By Arjun K.G. and Nithin Ramesan
You can view the entire Vacation Guide here.
“Not all those who wander are lost.” – J.R.R. Tolkien
And so, we’ve lined up a list of resources for you that prove that travelling can be challenging and educational as well as fun.
Literally meaning “a journey of awakening”, this NGO-organized Yatra aims to promote social entrepreneurship. It involves a 15-day, 8000-kilometer train journey through India, spent meeting entrepreneurs who are attempting to solve various challenges faced by people across the country. The program continues the next year as well, hosting events such as a rural incubation camp and a meeting of entrepreneurs.
With 190 hostels and around 30 campsites across the country, the YHAI allows you to travel and take part in myriad activities, including biking, trekking and camping out.
These are organizations at a local level that allow you to travel for a day or two:
Chennai Trekking Club (http://www.chennaitrekkers.org/)
Hyderabad Biking Club (http://www.meetup.com/HyderabadBicyclingClub/)
Delhi Cycling Club (http://www.delhicycling.org/)
Mumbai Hikers (http://mumbaihikers.com/)
Bangalore Mountaineering Club (http://www.bmcindia.org/)

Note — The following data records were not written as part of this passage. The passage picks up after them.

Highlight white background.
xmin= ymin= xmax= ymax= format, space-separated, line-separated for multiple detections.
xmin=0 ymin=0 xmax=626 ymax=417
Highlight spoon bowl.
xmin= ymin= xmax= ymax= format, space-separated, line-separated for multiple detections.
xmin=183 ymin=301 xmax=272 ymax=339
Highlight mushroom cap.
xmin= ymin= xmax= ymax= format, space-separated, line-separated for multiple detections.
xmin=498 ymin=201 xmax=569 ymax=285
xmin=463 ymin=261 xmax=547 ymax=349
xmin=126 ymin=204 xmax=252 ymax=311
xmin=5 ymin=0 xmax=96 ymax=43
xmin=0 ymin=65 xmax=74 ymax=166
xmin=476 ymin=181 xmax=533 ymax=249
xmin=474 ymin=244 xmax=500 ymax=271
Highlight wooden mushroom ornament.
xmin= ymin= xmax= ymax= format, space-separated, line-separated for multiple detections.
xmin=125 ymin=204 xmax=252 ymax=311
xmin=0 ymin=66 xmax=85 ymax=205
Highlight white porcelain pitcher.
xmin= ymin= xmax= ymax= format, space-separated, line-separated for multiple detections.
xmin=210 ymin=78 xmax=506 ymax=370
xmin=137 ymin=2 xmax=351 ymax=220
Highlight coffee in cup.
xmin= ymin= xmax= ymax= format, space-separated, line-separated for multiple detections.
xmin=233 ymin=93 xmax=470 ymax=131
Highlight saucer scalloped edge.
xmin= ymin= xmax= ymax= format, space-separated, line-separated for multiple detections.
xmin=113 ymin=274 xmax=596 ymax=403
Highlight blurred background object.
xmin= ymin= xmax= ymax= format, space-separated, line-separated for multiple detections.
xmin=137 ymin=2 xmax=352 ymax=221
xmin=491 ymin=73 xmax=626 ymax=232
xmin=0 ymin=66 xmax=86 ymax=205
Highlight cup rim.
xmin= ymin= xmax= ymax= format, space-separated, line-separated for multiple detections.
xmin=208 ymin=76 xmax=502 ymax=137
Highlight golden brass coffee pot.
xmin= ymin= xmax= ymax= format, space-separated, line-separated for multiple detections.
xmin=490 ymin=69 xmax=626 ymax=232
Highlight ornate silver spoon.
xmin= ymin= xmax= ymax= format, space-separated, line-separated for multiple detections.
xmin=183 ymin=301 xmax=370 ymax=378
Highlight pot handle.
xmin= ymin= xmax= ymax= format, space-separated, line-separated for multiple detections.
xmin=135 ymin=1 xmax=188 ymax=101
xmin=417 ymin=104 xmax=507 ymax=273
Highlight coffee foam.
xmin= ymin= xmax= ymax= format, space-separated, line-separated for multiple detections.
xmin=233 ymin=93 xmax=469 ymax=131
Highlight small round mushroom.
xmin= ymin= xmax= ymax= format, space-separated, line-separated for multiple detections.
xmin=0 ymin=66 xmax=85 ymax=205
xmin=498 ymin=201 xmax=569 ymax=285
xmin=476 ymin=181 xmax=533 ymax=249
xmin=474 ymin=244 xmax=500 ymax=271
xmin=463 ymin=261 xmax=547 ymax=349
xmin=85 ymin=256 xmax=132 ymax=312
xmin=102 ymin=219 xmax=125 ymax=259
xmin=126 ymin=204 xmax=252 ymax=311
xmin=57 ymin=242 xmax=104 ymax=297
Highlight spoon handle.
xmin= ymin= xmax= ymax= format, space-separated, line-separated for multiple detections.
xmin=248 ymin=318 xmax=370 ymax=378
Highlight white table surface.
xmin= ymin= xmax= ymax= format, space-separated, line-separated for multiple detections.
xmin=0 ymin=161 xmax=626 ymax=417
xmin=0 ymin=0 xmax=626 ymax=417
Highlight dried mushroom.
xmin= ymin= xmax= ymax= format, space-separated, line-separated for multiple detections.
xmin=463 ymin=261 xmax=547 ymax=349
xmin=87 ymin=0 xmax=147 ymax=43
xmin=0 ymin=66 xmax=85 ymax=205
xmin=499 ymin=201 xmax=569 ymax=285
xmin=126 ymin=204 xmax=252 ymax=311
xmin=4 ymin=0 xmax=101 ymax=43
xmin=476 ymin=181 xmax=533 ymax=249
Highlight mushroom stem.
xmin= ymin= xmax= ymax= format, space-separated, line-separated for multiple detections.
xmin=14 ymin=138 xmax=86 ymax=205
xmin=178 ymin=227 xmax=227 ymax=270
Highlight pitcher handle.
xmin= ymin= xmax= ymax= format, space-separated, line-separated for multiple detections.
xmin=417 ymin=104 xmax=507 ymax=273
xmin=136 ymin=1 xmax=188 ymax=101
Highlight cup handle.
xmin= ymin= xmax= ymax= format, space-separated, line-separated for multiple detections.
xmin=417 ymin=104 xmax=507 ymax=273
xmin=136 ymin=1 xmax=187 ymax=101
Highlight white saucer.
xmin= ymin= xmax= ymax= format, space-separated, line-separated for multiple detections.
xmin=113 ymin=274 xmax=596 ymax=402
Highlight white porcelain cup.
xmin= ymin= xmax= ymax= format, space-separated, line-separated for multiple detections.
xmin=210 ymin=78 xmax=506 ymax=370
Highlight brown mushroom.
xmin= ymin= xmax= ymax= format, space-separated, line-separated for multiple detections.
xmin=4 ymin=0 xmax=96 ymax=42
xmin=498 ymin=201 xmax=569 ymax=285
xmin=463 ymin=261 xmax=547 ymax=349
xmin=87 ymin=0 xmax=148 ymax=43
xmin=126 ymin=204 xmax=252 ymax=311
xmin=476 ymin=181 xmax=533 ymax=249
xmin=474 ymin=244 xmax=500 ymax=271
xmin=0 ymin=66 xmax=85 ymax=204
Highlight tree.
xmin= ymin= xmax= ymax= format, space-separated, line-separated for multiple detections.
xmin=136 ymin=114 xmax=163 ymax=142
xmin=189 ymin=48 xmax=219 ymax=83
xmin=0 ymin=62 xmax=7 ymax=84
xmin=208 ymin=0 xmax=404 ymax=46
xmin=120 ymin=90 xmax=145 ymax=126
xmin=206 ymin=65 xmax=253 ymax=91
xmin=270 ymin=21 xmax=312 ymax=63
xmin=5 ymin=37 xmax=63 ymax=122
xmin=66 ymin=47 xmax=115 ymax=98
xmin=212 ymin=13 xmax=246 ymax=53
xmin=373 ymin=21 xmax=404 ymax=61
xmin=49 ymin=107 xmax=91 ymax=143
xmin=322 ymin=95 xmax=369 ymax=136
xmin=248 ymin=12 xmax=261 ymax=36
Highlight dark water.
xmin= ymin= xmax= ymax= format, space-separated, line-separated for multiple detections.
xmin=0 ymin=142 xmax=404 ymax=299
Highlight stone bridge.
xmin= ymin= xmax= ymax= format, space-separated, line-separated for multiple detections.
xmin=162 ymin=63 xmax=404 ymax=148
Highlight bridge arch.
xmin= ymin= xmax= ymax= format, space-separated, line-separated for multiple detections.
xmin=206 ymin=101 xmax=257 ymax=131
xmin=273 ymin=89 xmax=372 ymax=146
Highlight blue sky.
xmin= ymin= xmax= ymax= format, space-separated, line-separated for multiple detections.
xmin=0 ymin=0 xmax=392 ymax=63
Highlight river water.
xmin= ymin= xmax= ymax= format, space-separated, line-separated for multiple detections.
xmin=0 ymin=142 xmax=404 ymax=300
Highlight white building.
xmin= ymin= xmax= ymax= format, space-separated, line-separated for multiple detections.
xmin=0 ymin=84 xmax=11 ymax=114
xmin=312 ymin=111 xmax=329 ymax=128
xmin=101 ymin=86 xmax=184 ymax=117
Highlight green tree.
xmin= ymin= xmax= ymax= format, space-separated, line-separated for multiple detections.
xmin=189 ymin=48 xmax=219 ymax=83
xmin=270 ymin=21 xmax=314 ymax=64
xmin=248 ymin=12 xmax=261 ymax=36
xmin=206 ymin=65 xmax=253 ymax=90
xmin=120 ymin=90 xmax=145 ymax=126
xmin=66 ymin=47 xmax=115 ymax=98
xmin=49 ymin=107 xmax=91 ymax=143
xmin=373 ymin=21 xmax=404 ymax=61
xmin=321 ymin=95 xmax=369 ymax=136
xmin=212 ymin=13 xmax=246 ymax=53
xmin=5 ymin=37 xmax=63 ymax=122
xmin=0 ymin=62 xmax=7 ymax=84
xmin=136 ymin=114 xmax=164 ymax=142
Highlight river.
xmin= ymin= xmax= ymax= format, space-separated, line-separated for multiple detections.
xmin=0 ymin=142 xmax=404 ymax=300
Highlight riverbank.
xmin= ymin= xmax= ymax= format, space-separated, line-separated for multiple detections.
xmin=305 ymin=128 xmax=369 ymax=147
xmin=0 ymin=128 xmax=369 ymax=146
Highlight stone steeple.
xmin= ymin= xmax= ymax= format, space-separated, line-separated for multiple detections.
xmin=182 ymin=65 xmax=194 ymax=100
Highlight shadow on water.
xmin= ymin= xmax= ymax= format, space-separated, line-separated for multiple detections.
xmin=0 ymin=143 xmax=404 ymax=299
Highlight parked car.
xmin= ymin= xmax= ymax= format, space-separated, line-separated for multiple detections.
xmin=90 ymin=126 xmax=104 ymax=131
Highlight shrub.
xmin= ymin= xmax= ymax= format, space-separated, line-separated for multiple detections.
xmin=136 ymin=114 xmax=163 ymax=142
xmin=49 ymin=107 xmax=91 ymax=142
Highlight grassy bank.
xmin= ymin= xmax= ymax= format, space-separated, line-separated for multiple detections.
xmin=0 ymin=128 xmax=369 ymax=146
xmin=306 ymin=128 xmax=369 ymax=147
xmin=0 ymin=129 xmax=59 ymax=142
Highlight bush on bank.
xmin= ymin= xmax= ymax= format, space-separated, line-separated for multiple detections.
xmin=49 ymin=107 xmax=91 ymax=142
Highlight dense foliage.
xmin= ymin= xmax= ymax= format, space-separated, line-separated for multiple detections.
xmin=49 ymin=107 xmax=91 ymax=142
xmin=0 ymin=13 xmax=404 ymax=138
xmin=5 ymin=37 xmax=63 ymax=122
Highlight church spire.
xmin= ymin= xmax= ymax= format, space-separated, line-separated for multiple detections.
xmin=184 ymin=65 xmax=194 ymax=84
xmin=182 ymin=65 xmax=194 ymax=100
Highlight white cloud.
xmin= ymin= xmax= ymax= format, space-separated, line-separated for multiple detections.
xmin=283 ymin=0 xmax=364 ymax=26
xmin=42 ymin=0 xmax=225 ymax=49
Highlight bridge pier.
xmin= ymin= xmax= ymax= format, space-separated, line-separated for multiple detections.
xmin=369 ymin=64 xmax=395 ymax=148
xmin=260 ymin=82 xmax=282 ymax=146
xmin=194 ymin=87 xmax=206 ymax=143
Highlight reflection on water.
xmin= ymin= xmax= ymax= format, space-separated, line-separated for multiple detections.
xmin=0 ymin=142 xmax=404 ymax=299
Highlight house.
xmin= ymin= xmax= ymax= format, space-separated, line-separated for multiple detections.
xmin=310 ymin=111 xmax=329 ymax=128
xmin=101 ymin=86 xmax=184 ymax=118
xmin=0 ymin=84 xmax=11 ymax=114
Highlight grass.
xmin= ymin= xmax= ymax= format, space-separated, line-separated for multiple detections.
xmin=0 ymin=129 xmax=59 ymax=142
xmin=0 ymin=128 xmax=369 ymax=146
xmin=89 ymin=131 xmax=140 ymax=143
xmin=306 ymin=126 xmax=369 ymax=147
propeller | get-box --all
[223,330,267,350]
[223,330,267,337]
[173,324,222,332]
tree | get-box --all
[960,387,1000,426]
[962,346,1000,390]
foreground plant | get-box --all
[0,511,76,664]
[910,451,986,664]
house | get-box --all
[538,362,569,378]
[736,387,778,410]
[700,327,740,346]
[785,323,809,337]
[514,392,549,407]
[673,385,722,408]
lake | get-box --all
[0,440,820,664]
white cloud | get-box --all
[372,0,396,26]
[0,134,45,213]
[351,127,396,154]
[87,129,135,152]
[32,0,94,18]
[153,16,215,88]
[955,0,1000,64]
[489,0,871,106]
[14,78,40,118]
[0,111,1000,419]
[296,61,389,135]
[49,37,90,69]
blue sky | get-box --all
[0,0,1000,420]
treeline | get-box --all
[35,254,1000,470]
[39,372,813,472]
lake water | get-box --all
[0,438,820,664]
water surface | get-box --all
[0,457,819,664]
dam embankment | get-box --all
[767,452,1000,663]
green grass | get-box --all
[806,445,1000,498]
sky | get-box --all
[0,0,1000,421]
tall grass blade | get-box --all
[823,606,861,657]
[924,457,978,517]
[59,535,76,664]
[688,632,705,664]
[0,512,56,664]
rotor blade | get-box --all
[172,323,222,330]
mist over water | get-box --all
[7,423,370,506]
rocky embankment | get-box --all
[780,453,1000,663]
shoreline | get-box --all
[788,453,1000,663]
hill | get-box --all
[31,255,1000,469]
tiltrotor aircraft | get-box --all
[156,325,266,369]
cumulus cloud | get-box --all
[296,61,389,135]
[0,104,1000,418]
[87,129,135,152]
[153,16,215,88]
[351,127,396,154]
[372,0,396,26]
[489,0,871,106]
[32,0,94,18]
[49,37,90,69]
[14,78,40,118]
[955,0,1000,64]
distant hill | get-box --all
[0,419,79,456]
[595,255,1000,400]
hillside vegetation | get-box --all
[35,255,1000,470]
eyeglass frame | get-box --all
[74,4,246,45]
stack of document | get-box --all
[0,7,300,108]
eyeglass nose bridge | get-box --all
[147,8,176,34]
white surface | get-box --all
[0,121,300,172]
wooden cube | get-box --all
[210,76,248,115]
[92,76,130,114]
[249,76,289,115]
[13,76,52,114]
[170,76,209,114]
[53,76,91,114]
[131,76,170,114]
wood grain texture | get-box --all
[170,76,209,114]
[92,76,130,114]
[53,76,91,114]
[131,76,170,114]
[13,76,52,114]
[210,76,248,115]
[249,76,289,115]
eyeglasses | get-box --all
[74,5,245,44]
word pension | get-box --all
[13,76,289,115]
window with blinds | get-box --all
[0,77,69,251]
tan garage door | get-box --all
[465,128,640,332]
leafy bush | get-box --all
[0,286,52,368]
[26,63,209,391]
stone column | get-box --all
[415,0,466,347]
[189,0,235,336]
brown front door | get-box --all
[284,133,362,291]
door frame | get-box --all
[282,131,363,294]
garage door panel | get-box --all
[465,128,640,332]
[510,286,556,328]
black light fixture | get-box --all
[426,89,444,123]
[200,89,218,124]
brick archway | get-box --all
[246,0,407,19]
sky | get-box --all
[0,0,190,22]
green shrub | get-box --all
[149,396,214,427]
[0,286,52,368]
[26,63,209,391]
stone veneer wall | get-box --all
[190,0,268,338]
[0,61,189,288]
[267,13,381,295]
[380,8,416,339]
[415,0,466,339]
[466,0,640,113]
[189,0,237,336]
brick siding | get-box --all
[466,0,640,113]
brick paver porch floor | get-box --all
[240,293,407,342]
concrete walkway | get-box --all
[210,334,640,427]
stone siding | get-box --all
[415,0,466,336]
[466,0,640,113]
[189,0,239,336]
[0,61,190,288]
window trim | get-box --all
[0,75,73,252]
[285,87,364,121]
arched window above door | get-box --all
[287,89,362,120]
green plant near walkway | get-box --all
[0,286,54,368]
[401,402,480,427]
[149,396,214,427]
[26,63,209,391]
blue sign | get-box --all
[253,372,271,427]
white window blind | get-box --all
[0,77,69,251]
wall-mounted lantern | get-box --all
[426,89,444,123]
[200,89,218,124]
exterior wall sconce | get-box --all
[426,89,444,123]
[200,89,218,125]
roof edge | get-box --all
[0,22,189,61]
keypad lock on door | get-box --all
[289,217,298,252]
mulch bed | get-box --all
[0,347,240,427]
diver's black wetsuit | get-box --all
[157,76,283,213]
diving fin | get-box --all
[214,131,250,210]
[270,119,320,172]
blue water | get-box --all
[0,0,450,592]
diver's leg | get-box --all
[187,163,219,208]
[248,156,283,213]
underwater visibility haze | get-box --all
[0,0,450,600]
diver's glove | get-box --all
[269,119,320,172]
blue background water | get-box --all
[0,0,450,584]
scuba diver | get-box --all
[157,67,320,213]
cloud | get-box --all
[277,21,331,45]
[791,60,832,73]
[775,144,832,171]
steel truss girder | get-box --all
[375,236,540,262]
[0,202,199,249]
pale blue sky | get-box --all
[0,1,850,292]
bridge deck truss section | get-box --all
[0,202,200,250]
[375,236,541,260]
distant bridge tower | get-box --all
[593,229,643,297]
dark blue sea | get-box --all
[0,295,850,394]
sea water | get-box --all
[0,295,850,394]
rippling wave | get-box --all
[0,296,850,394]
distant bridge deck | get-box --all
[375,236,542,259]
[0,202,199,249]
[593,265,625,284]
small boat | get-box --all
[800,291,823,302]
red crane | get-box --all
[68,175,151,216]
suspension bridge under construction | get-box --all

If travelling by train or by foot doesn’t interest you, how about a road trip? Groups of enthusiasts like HiVayKing organize and support road trips to various parts of the country. If you’re the outdoorsy sort, this one might be worth a try. If you’re not, watch The Motorcycle Diaries for inspiration and sign up for the heck of it. Go on.
If none of that works out, you can always take your camera out and take some lovely shots of nature (http://www.photomadras.org/events.html, https://www.flickr.com/groups/chennai_photography_club/). You’d be surprised at how good your neighbourhood looks when people and cars aren’t around polluting it. Insti’s a great place to start too — Prakriti organizes Nature Walks, and the Media Club conducts Photo Walks. Who says travel needs to be expensive?